There are a number of items that should be included in every NDA. For starters, who the parties are should be clearly stated, including whether this agreement is mutual (both parties are sharing confidential information) or unilateral (only one party shares confidential information).
An NDA should define exactly what is considered confidential. Types of things that are commonly listed are customer lists, procedures, computer software, financial information, systems, and processes. The confidential information itself should not be included in the NDA. The idea is to give a category or type of information that might be shared and needs to remain confidential.
Usually NDAs also state what information is to be excluded from confidentiality. Such exclusions frequently relate to information that was known previously or is public knowledge.
Limitations on the use of the confidential information should be set. For instance, if the agreement is between two businesses, a stipulation can be made that the information can be used to evaluate the product, but not used to further their own business.
Another critical component of an NDA is a statement about the obligations the person receiving the confidential information has.
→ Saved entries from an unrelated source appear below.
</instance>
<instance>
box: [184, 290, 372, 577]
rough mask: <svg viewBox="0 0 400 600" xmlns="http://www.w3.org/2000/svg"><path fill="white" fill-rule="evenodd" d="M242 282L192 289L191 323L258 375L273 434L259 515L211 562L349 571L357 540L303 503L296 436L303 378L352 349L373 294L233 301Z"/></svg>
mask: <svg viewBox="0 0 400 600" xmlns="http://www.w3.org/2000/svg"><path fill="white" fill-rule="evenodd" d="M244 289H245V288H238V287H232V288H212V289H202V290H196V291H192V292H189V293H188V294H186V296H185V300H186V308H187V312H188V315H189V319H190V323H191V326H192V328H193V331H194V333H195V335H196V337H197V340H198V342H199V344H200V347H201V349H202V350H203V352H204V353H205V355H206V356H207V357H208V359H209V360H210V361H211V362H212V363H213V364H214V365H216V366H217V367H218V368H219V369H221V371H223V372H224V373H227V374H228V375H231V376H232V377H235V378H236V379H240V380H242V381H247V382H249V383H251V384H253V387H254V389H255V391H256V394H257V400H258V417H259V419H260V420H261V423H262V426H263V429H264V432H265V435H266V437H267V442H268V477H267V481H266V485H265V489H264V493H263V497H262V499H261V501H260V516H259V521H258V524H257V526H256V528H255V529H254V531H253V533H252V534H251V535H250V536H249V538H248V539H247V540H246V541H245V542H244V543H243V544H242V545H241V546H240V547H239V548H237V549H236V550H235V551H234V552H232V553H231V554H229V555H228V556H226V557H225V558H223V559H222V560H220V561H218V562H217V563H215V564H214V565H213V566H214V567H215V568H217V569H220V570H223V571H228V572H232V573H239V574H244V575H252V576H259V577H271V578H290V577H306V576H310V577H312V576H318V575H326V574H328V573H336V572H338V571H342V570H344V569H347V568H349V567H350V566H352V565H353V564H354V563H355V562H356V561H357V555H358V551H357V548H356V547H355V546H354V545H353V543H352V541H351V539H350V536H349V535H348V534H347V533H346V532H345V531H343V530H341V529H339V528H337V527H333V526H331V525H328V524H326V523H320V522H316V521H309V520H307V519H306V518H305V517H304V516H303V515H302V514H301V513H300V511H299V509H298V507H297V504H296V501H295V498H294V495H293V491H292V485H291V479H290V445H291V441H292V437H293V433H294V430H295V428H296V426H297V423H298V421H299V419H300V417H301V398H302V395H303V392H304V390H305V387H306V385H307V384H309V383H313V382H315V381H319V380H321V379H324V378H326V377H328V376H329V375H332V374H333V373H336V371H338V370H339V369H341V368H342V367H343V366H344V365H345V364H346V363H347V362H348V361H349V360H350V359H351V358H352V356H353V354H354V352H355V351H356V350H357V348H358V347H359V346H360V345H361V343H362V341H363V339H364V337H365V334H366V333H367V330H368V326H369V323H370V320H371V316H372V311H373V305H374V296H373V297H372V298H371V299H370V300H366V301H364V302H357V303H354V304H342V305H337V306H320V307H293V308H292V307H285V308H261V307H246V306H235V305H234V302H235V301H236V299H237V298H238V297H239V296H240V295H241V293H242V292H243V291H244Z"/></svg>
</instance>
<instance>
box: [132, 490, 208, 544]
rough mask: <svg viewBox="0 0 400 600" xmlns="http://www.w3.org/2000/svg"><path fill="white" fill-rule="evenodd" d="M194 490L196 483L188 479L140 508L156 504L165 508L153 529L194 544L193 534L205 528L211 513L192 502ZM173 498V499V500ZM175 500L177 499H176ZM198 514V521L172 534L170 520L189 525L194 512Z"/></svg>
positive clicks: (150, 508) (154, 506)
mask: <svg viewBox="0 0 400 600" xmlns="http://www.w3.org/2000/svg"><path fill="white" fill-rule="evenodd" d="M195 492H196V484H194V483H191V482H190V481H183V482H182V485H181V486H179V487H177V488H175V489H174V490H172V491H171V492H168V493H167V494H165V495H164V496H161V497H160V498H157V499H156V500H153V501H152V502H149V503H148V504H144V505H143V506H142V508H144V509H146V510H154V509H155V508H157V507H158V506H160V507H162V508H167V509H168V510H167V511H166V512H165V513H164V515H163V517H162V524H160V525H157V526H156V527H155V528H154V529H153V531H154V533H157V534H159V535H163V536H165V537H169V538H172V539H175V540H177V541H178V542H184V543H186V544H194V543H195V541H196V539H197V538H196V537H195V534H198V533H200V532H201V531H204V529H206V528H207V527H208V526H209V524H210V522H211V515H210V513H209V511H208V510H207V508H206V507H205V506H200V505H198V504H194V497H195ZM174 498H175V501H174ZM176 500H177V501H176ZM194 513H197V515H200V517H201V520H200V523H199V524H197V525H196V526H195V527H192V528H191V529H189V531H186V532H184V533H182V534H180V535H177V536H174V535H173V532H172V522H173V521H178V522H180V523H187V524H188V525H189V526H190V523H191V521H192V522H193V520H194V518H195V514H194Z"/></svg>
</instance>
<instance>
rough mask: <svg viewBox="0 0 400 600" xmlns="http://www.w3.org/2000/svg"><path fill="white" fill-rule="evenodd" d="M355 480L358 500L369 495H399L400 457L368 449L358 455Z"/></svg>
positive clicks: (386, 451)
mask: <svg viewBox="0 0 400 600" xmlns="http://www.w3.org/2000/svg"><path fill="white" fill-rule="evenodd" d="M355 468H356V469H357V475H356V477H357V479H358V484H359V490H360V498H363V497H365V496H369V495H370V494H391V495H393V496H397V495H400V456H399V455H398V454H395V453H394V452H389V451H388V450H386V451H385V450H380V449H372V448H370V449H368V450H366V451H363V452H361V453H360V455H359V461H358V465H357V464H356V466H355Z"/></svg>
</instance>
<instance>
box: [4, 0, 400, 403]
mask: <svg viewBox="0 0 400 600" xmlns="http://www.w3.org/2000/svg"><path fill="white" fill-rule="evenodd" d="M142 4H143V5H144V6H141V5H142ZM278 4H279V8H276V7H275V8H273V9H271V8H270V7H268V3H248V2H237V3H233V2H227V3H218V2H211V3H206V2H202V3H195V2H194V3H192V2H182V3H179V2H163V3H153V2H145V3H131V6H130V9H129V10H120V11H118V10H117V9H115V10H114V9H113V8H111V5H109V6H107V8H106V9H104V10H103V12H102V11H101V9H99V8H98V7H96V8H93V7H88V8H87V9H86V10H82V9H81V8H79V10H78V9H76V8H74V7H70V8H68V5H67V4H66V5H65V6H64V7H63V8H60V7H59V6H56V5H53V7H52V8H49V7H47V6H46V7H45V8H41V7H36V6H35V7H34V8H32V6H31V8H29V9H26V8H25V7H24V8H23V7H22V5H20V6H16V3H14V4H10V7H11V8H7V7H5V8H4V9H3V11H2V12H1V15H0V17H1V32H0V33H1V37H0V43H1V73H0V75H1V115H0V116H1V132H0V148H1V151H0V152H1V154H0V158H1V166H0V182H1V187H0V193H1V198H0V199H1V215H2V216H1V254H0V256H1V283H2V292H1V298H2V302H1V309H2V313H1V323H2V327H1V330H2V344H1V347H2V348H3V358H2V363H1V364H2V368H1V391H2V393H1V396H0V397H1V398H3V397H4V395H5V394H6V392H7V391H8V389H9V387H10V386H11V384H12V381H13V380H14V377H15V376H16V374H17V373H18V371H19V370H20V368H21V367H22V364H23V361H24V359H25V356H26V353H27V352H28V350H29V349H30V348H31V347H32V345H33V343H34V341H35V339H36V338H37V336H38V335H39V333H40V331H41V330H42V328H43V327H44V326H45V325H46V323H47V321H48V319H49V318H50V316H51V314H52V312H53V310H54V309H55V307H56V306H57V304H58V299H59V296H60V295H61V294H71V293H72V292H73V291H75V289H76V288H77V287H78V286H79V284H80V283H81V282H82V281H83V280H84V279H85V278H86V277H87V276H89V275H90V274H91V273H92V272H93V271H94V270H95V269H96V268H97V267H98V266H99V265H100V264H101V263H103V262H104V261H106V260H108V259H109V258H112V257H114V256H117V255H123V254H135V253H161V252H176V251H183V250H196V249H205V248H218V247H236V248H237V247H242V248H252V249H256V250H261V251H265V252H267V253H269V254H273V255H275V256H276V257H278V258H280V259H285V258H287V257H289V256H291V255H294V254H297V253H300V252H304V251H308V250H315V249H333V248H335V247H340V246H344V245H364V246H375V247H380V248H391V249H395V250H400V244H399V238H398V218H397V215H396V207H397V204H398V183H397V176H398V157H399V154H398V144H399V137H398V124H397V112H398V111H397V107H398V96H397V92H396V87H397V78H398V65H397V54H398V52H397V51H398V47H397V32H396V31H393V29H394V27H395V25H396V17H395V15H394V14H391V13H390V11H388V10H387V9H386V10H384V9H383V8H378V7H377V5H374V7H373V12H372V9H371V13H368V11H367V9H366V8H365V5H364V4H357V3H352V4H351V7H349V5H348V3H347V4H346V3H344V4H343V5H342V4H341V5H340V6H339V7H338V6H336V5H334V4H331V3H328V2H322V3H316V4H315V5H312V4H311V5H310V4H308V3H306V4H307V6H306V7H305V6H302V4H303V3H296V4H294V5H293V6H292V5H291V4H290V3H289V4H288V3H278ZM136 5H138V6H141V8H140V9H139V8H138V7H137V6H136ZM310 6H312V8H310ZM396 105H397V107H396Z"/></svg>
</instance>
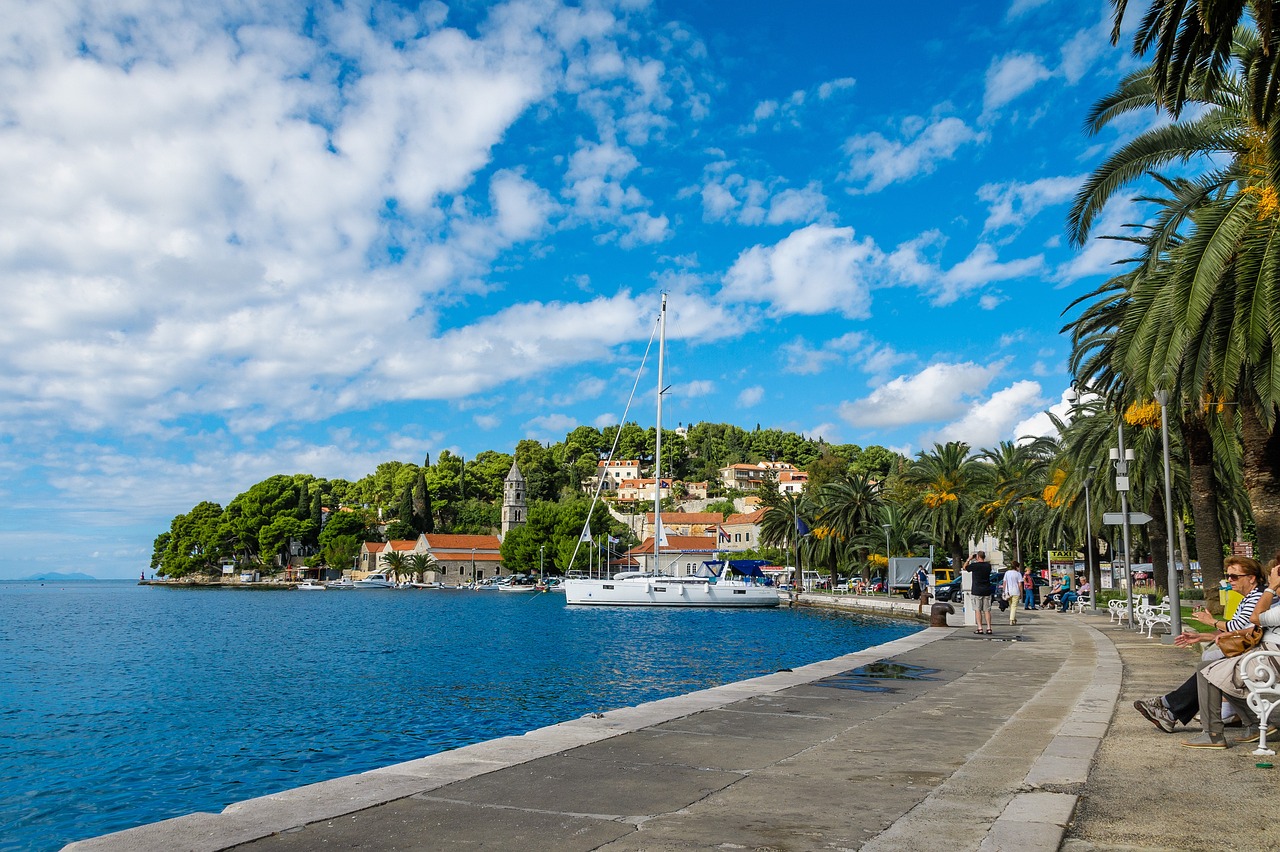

Standards for maintaining secrecy are usually that the receiver will maintain the confidentiality and limit access to the information. However, different people can interpret what keeping something confidential means.
There needs to be a clear statement about who they can share this information with and what the protection measures are. It is important to specify who is privy to the confidential information and what communication about it is acceptable.
Additionally, a well-designed NDA should include discussion of the time period over which the information will be disclosed and how long the confidentiality must be maintained. These time periods should include a starting date. So, if you want the information kept confidential for five years, you need to state five years from when.
A signed NDA gives the party with the confidential information legal recourse should the confidentiality be breached by the party receiving the information. The particulars of that legal recourse should also be part of the agreement, so that the party receiving the information understands what the repercussions of breaking the agreement are.
Confidentiality agreements can be short or long, simple or complex, depending upon what is being kept confidential and who the parties are. Certainly, an attorney should be involved in drafting the document to protect all parties. With the key terms detailed above for an NDA, all parties should have a clearly delineated process defined for working together toward mutual goals.